Thursday, November 10, 2022
Fighting over pizza crusts in democracy's dumpster
Like I mentioned before, it’s hard to find fresh vegetables in a dumpster. Odds are a lot better for pizza crusts and chicken bones. You’d be amazed how much meat gets left on the bones in a barrel of KFC.
The world’s greatest democracy treated us to a display of exceptionalism the other day.
Democracy in action!
Talk about dumpster diving. Does anyone actually believe the trajectory of American Exceptionalism is in any way impacted by the Nov. 8 staging of The Greatest Show on Earth?
Biden won because he didn’t lose worse. Trump lost even though he wasn’t running for anything. Democracy won because Biden didn’t lose bigger. America’s face to the world will look exactly the same as it did before.
And although miscreants like myself fail to see the appeal of “the American way,” it obviously inspires the world. Ukrainians are willingly, even joyfully, sacrificing themselves for the greater glory of American hegemony, on which the Glory of Ukraine is completely dependent.

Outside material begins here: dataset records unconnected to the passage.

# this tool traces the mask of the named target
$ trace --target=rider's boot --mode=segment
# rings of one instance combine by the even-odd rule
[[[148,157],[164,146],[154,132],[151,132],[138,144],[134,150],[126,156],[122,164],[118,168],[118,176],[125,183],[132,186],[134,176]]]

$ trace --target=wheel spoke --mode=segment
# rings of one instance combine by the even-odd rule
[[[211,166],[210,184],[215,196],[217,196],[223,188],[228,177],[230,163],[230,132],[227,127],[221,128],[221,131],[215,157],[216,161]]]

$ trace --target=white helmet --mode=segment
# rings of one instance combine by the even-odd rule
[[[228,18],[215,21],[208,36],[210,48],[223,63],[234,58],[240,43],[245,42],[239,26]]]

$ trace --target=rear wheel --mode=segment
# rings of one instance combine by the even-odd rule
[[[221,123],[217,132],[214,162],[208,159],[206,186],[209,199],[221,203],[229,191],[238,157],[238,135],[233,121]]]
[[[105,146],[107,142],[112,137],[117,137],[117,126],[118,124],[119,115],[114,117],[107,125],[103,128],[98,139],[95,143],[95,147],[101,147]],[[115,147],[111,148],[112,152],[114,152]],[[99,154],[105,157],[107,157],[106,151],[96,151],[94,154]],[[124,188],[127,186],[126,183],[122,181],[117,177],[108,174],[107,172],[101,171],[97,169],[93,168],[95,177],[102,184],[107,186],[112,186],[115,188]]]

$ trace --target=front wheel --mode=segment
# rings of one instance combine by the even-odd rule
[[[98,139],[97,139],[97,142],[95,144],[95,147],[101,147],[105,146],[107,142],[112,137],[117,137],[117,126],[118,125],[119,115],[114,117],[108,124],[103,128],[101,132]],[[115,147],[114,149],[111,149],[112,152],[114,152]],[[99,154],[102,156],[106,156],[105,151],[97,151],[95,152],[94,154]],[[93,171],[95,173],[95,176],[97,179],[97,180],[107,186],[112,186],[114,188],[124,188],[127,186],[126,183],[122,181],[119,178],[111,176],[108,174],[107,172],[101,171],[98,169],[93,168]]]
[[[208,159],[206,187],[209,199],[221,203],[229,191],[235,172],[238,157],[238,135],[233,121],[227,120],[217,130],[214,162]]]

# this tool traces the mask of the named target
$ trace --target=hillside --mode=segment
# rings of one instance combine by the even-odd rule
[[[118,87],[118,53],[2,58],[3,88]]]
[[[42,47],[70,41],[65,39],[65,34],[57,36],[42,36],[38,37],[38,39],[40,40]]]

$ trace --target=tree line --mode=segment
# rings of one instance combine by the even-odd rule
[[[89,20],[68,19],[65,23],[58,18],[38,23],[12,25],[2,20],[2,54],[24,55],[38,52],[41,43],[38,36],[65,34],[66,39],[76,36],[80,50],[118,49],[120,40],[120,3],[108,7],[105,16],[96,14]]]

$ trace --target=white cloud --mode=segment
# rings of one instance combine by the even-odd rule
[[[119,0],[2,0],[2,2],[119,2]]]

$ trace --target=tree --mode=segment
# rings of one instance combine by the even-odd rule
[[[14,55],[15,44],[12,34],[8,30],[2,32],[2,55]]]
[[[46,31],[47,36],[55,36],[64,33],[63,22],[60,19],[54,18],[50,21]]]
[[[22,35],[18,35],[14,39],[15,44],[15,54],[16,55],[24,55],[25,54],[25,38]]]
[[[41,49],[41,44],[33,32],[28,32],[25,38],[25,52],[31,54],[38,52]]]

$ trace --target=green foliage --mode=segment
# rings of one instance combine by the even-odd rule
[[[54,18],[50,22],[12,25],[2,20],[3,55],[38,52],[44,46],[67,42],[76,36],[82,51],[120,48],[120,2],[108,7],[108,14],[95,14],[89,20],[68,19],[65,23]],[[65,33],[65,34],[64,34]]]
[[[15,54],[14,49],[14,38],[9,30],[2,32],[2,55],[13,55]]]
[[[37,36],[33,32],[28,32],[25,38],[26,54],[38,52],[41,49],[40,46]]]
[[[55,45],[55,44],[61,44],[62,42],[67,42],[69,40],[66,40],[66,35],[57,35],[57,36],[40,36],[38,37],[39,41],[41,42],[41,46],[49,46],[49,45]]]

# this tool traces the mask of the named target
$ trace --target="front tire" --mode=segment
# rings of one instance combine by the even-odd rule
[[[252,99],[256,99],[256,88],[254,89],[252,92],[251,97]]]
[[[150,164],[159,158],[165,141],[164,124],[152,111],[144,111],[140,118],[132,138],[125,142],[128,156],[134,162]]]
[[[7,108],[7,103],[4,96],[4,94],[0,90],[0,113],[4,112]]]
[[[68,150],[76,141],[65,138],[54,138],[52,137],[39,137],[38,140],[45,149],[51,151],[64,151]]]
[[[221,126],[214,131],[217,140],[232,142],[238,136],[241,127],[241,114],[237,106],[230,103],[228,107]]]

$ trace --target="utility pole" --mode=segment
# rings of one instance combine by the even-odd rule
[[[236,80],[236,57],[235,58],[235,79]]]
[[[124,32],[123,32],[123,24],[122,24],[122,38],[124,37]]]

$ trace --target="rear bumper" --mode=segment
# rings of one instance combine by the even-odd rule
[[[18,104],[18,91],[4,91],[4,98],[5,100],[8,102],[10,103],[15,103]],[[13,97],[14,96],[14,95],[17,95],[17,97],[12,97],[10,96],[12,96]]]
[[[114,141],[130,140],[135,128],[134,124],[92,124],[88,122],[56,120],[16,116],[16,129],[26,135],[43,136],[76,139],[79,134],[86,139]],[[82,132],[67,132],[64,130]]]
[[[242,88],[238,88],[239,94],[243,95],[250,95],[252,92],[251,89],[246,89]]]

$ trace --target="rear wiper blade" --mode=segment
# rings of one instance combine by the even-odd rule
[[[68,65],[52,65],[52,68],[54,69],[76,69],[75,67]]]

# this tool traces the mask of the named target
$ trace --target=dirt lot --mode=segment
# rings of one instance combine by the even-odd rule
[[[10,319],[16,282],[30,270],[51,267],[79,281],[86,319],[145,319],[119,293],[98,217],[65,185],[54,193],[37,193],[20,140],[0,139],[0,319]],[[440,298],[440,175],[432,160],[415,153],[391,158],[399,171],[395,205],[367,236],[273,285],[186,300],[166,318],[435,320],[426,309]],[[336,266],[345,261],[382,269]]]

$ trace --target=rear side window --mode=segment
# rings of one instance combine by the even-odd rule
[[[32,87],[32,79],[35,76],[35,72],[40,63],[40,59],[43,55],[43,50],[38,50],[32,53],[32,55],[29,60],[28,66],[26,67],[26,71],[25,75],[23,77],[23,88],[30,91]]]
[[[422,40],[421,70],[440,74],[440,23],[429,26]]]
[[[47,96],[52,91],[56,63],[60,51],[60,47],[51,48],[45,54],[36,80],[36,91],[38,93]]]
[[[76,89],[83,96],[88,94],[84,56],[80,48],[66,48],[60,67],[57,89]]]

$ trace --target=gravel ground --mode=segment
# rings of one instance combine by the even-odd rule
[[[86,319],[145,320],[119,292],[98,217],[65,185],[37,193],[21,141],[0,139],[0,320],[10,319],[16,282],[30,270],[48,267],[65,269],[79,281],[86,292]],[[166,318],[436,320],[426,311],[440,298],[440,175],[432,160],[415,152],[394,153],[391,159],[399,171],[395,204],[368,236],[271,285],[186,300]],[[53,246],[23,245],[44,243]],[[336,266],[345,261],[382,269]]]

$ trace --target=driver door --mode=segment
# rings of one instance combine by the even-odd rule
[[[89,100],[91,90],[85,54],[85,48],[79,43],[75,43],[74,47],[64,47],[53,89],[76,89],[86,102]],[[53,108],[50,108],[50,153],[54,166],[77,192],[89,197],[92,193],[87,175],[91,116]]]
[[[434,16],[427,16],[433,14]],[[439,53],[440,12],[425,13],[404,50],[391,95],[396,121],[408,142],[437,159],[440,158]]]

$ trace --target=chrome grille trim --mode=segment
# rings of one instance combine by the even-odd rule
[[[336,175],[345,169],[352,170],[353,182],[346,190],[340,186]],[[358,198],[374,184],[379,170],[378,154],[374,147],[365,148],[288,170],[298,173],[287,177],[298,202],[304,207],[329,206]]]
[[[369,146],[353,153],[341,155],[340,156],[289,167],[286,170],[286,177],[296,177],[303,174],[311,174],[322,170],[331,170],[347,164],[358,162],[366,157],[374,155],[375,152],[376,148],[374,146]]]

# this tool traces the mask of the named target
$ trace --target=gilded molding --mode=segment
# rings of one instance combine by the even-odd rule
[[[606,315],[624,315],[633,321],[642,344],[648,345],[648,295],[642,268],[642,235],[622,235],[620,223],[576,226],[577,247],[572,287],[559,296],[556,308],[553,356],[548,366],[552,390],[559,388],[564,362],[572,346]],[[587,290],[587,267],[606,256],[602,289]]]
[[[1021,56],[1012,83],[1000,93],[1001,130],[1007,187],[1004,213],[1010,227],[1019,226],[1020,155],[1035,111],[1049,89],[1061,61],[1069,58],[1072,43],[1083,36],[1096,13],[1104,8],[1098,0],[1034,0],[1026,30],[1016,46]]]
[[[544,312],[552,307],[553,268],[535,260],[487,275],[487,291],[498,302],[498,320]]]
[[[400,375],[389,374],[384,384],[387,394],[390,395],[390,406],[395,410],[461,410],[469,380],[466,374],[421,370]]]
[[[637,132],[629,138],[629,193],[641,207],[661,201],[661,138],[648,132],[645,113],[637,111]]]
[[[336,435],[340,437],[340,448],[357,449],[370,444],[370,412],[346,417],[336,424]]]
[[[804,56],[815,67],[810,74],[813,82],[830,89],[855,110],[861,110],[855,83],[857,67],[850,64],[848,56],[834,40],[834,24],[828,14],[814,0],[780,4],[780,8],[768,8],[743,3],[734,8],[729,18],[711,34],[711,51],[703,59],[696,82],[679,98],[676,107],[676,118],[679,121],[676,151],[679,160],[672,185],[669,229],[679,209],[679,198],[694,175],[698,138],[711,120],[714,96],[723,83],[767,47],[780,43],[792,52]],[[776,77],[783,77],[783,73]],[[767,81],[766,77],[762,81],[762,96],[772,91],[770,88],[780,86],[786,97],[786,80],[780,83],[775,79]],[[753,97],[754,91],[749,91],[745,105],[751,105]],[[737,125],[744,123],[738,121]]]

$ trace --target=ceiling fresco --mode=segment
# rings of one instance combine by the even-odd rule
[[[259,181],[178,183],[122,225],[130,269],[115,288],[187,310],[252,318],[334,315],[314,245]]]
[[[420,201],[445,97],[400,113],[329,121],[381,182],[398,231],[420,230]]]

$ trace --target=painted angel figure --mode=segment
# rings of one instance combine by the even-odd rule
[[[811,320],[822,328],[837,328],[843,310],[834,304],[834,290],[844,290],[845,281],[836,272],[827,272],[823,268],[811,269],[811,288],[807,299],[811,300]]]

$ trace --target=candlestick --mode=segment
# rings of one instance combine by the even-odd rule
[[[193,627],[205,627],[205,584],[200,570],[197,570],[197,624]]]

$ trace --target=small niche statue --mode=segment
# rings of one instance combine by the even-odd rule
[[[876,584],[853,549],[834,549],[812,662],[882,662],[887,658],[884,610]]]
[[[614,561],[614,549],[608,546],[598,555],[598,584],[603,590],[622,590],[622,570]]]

Across Europe, the man in the street is delighted to make sacrifices for Uncle Sam’s “rules-based-order.” That’s where 800 US military bases in foreign lands impose order according to whatever rules Uncle Sam favors at the moment. (Spoiler alert; Uncle Sam’s rules tend to favor Uncle Sam’s posse.)
But it’s all hunky-dory, because if you don’t have freedom and democracy, you got nuthin’.
And that’s what keeps me going on a bad day in the dumpster.
After a few hours a Little Caesars “hot ‘n ready” is neither hot nor ready.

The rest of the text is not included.